Será interessante passarmos das atividades intelectuais e morais de Atenas e Alexandria e do desenvolvimento das idéias humanas no mundo mediterrâneo, para a vida intelectual, quase inteiramente distinta da Índia. Aí se encontrava uma civilização que, desde o princípio, parece ter brotado de raízes originais, desenvolvendo-se com um caráter todo próprio. Estava separada das civilizações do oeste e de leste por vastas barreiras de montanhas e grandes regiões desertas. As tribos arianas que haviam descido para a península, depressa perderam contato com as demais tribos, suas semelhantes, do oeste e do norte, desenvolvendo-se em linhas independentes e próprias. Esse foi, mais, especialmente, o caso das que penetraram a região do Ganges e foram ainda além. Encontraram elas uma civilização dispersa pela Índia, a civilização dravidiana. Esta civilização era um desenvolvimento independente daquela ampla e vasta cultura neolítica, cujos característicos já descrevemos, é que constituiu do mesmo modo o tronco de onde brotaram as civilizações sumeriana, cretense e egípcia. Aquelas tribos reviveram e transformaram a civilização dravidiana, assim como fizeram os gregos com a egéia e os semitas com a sumeriana.

 

Esses arianos indianos viviam sob condições diversas das que prevaleciam ao noroeste. Viviam em um clima mais quente, em que uma dieta de carne e bebidas fermentadas era ruinosa e destruidora; foram forçados, portanto, a uma alimentação de modo geral vegetariana e a terra, prolífica, quase sem ser solicitada, lhes deu todo o alimento de que precisavam. Já não havia razão para vaguear; as lavouras e as estações eram certas e seguras. Roupa e casa, de pouco precisavam. Tão pouco, que o comércio não se desenvolveu. Havia ainda terra para todos que desejassem cultivá-la – e um pequeno trato de terra bastava. A sua vida política era simples e relativamente segura ; nenhum grande poder dado a conquistas havia ainda surgido na Índia e as suas barreiras naturais bastavam para deter os primitivos imperialismos do oeste e de leste. Milhares de pequenas repúblicas – aldeias e pequenos clãs relativamente pacíficos – espalhavam-se sobre a terra. Não havia vida de mar, nem incursões de piratas, nem mercadores estranhos. Pode-se escrever um história da Índia, chegando-se até quatrocentos anos atrás, sem mencionar, talvez, o mar.

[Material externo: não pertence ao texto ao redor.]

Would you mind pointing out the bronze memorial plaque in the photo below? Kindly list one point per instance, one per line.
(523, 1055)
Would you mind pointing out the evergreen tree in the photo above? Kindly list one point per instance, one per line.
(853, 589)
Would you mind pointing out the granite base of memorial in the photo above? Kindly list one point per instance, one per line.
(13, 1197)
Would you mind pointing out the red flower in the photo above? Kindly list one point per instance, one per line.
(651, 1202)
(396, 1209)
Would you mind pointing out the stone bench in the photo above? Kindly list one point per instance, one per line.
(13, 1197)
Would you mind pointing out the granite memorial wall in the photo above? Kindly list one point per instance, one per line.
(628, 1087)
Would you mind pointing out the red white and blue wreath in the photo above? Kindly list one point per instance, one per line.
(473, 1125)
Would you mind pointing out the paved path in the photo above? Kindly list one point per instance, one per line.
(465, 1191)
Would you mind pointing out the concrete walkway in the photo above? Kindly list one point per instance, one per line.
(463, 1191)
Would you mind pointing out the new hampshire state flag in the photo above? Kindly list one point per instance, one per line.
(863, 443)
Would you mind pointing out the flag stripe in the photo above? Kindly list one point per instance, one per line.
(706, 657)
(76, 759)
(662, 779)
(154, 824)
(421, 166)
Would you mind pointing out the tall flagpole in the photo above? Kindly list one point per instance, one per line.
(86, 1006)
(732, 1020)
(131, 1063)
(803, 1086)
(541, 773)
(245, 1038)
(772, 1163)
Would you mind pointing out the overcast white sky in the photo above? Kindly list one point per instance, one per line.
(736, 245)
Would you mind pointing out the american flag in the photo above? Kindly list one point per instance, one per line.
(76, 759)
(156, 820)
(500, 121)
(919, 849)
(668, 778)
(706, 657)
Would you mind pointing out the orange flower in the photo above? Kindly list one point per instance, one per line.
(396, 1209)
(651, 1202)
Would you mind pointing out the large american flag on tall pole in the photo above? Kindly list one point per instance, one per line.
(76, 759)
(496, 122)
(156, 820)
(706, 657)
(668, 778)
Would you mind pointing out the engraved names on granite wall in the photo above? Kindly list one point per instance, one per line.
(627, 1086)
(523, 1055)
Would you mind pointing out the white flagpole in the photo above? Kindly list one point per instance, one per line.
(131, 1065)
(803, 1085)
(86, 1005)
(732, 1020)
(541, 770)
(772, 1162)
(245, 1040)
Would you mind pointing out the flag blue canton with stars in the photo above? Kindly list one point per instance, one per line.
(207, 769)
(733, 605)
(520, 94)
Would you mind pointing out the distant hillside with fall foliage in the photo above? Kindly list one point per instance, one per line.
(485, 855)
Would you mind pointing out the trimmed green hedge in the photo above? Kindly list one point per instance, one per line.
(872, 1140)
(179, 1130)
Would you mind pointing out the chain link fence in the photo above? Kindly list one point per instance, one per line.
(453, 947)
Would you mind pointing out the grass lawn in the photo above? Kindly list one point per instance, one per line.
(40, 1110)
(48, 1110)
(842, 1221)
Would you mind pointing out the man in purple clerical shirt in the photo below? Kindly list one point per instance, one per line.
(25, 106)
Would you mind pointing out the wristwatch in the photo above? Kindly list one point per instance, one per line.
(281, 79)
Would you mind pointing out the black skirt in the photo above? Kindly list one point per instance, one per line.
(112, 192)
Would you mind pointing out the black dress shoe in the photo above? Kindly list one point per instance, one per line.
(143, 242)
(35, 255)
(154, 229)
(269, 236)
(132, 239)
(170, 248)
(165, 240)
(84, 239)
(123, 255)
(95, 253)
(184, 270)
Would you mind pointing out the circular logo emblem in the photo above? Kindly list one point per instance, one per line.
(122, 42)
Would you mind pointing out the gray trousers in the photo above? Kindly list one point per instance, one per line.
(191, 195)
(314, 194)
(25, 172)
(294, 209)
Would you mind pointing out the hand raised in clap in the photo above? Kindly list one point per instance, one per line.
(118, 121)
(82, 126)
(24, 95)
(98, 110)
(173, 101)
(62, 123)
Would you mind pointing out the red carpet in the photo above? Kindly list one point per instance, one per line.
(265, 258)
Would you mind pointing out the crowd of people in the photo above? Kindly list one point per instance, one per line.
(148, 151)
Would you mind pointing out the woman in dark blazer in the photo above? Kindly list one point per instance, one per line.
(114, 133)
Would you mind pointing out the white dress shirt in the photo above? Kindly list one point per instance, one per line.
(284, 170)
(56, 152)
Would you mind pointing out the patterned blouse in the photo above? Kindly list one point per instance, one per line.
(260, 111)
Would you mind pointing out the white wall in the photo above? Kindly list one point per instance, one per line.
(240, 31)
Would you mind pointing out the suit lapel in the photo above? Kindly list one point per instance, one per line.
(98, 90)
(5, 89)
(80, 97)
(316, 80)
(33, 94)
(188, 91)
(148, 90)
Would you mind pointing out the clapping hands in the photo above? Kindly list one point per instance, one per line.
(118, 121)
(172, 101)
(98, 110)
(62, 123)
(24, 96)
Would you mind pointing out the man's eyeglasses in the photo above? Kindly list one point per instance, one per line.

A história da Índia, por muitos séculos, havia sido mais feliz, menos feroz e mais sonhadora do que qualquer outra história. Os nobres e os rajás caçavam; e a vida era um tecido colorido de histórias de amor. Aqui e ali surgia, de quando em vez, dentre os rajás, um marajá que construía uma cidade, capturava muitos elefantes, matava muitos tigres e deixava, após o seu rasto, uma tradição do seu esplendor e de seus admiráveis cortejos.

Grande, contudo, era a atividade mental entre os arianos orientalizados; compunham-se grandes poemas épicos que se transmitiam pela tradição oral pois ainda não havia escrita. Havia também muita especulação filosófica e profunda, cujas relações com os sistemas filosóficos do oeste têm que ser, ainda, esclarecidas.

Foi entre 600 e 500 A. C., quando Creso florescia na Lídia e Ciro se estava preparando para arrebatar a Babilônia das mãos de Nabonido, que nasceu na Índia o fundador do budismo. Nasceu em uma pequena comunidade tribal republicana, ao norte de Bengala, nas fraldas do Himalaia, numa região hoje coberta pela jângal, nas fronteiras de Nepal. O pequeno estado era governado por uma família, o clã Sakia de que era um dos membros esse homem, Sidarta Gautama. Sidarta era seu nome pessoal, como Caio, João; Gautama, ou Gôtama, seu nome de família, como César ou Smith; Sakia, o seu nome de clã, como Júlio. A instituição das castas ainda não estava completamente estabelecida na Índia e os brâmanes, embora fossem privilegiados e influentes, ainda não haviam conquistado a supremacia; mas já havia distinções de classe fortemente marcadas e uma barreira, praticamente intransponível, entre os nobres arianos e o povo comum mais escuro. Gautama pertencia à raça dos primeiros. Os seus ensinamentos foram chamados, devemos observar, o Caminho Ariano, a Verdade Ariana.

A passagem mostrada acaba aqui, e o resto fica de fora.